Life, liberty, and the pursuit of being barefoot
Nov 11, 2012 | 772 views | 0 0 comments | 4 4 recommendations | email to a friend | print

I was picking up my eight-year-son from his Sunday School classroom when I noticed something was amiss.

Attired in a spiffy jacket, tie, and slacks, he wasn’t wearing any shoes.

“Where are your shoes?”

“Oh,” he said, looking around the room. “I took them off when I got here.”

He’s never been farther east than Savannah, but this is his innate custom – chunking off his shoes as soon as he comes inside, or goes outside, or gets in a car, or goes to the movies, or, in this case, goes to church.

Being an inquisitive journalist-type, I dug deeper.

“Why do you take off your shoes every time you go inside?”

His answer sounds smart-alecky, but it was delivered matter-of-fact.

“When you’re younger, you’ll understand,” he said.

I chuckled, and do understand, but not because I was once younger. I understand because if I had my druthers – which I’m apparently all out of now – I would never wear shoes.

My feet like to breathe. I’ve talked to them about this need of theirs, tried to reason with them, telling them it’s not normal or accepted in my society, but they don’t seem to understand. Perhaps it’s because they have gills. They like to be free of the cloak of fabric or leather or sockage. I am never fully relaxed (my preferred state, by the way), until my feet are bare and unencumbered.

This has led to pain and discomfort, like when I was younger than my son and playing basketball shoeless and stepped on a nail. The shot I received on Dr. Chisholm’s pool table that Saturday nearly 40 years ago convinced me of the value of wearing footwear outdoors.
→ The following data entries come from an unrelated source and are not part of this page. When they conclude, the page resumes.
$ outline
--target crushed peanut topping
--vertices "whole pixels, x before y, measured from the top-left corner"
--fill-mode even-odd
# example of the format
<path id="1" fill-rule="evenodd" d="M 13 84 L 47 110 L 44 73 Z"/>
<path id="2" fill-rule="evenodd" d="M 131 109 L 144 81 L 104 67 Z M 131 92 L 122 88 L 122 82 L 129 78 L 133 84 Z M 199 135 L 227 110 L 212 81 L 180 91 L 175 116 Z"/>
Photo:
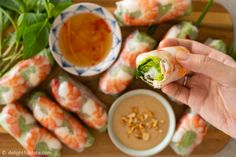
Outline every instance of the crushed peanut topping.
<path id="1" fill-rule="evenodd" d="M 148 141 L 151 137 L 150 130 L 163 133 L 159 125 L 164 124 L 164 120 L 158 120 L 149 110 L 140 112 L 138 107 L 133 107 L 131 113 L 121 118 L 121 122 L 127 126 L 128 135 L 133 135 L 140 140 Z"/>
It’s a lesson I’m reminded of frequently because my present-day TV room is where I received that shot.

I’ve discussed my history of barefooted calamities with my youngest son. He nods, and acts like he understands. Then I find him practicing football sans shoes. It’ll learn him eventually, as they say down here.

Meanwhile, I labor through day after day, forced to cover my feet against their will. It shouldn’t be this way. Why can’t we live in a utopia where footwear isn’t necessary?

Really, the problem isn’t people like me – folks who merely don’t like wearing shoes. There are many great Americans who also preferred not to be restricted by footwear – Johnny Appleseed, Huckleberry Finn, Jethro Bodine, Moses, Honey Boo Boo’s father, Scooby Doo – just to name a few. The issue is that there is too much litter and hot pavement and people dropping anvils and other heavy items in our society. They are the real culprits who are curbing our freedoms, not fellow barefoot enthusiasts.

Son, I’m not getting any younger. But I still understand the joyful liberty of being barefoot. Stay barefoot, my friends.